You may have noticed senior engineers seem to pick up new languages with ease. That’s because they have understood these core, unchanging concepts and can spot the underlying patterns of functional programming.
So what’s so great about functional programming and why did the React team choose it? Well, if you were to write an application that followed all of the functional principles your code would be,
- Easier to debug
You may not be as concerned about these benefits for a small personal application such as a to-do app but if you were working on large scale applications for a multi-million pound company, they are critical.
Before introducing the concepts, its worth noting that there is no such thing as the perfect application or developer. Software engineering is as much an art as it is a science. Functional programming does not provide all the answers in a nice neat FAQ. You need to work hard to understand the concepts and use your best judgement on how and where they can be applied.

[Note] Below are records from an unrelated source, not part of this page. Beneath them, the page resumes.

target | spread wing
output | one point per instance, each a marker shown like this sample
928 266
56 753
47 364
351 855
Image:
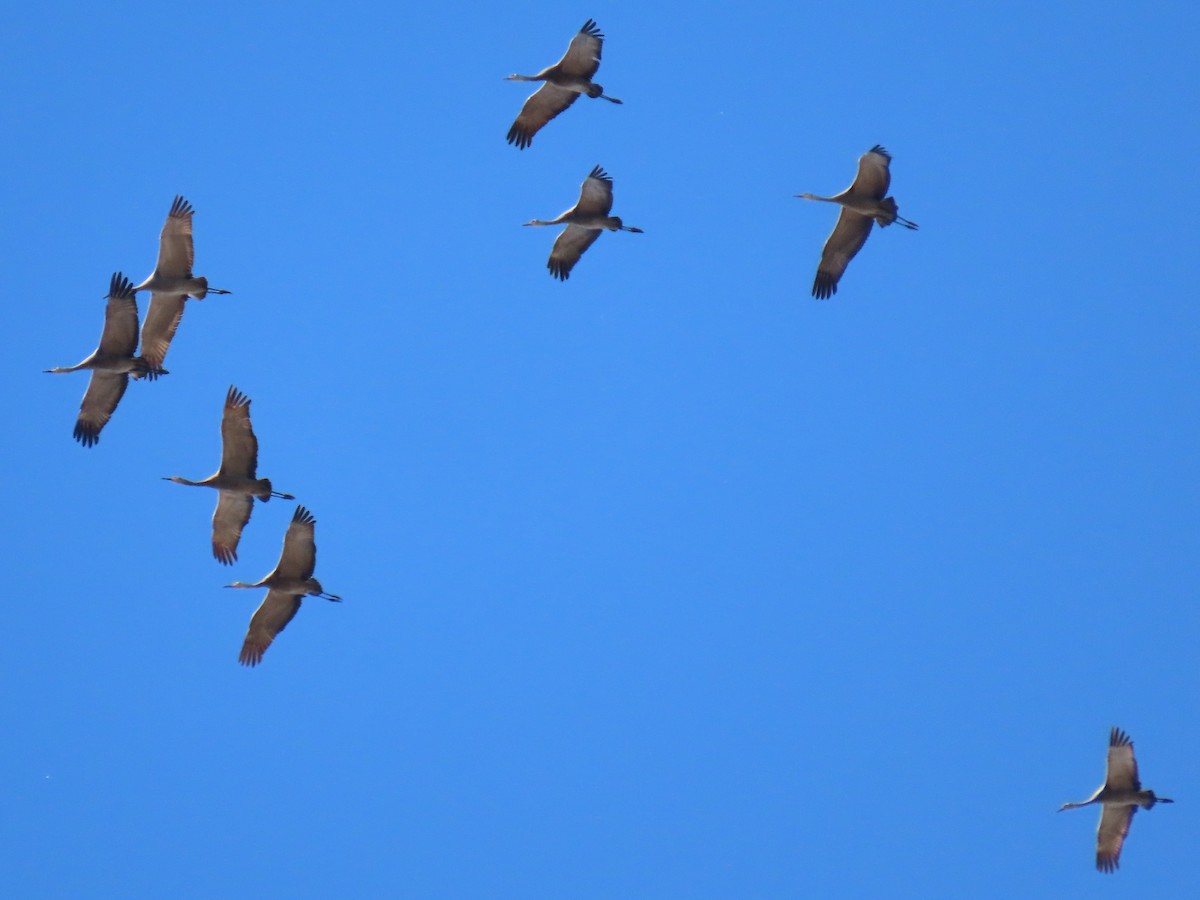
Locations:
239 447
874 175
159 329
120 335
232 515
543 105
299 557
568 250
1122 767
1110 837
105 391
582 57
849 237
271 617
175 252
595 193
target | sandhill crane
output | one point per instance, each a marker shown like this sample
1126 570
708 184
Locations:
1121 795
861 203
287 586
565 81
172 282
585 221
112 363
235 479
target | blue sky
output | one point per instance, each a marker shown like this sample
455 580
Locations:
666 581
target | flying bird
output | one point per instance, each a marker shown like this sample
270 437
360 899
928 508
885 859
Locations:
563 82
585 221
287 586
172 282
237 479
112 363
861 203
1121 795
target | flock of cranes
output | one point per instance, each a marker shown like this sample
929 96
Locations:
115 360
863 203
237 479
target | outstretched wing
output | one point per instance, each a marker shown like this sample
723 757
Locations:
849 237
543 105
239 447
568 250
271 617
105 391
162 321
582 57
1110 837
175 251
1122 768
595 193
231 516
874 175
120 334
299 557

Secondly, the term ‘state’ is used in the below text. State refers to all the parts that change in an application. More simply, it’s your apps data. For example, in an online library application, the state could contain book titles, authors, if the user is a member, if the user has filled out a form on the website, etc. Knowing these two things we can begin to answer, what are the concepts of functional programming?
- Avoid changing state (aka avoid mutations, aka immutability). This sounds strange at first because obviously things need to change in our app… The trick is, you need to be making copies of the state and editing the copy, rather than editing the original state. As an example, if you had an array of team members and wanted to add someone new, instead of editing the current array you should copy it and edit that. This may also be written as ‘you should transform your state’.
- Avoid functions that change the ‘outside world’ (aka avoid side effects ). Again, this sounds strange but it’s similar to the above in that your functions should only copy and edit the input, rather than editing the original input. Some times side effects are required, for example, logging to console, writing to the screen, triggering an external process, writing to a file, etc, but where ever possible you should not be ‘editing’ the outside world, you should be ‘adding’ to it. Anytime you do need side effects, you should separate and isolate the actions from the rest of your application as much as possible.
- The state in your application should never be ‘shared’ (aka avoid sharing state). For state to not be ‘shared’, it means that every time you need to ‘change it’ you should duplicate it and edit the duplicate, thus state is never ‘shared’ as such.
- Writing functions that are predictable, only do one thing and do not change the ‘environment’ around it (aka write pure functions ). They have no ‘side effects’ and given the same input, they always return the same output.
- You should write code that displays ‘what’ should happen rather than ‘how’ it should happen (aka write declarative code). An example of this would be choosing to use the map function, instead of a for loop, because the map function is a more concise version of a loop.
From the above, we can see that we are trying to avoid mutations, side effects and sharing state by writing pure functions. We are also being thoughtful with our function composition and writing declaratively. State management libraries such as redux provide a framework to achieve this in your applications, but before learning those you should know how to write it without their use.
To summarise we can understand the concepts as follows,
- Avoid mutations
- Avoid side effects
- Avoid sharing state
- Use pure functions
- Be thoughtful about function composition.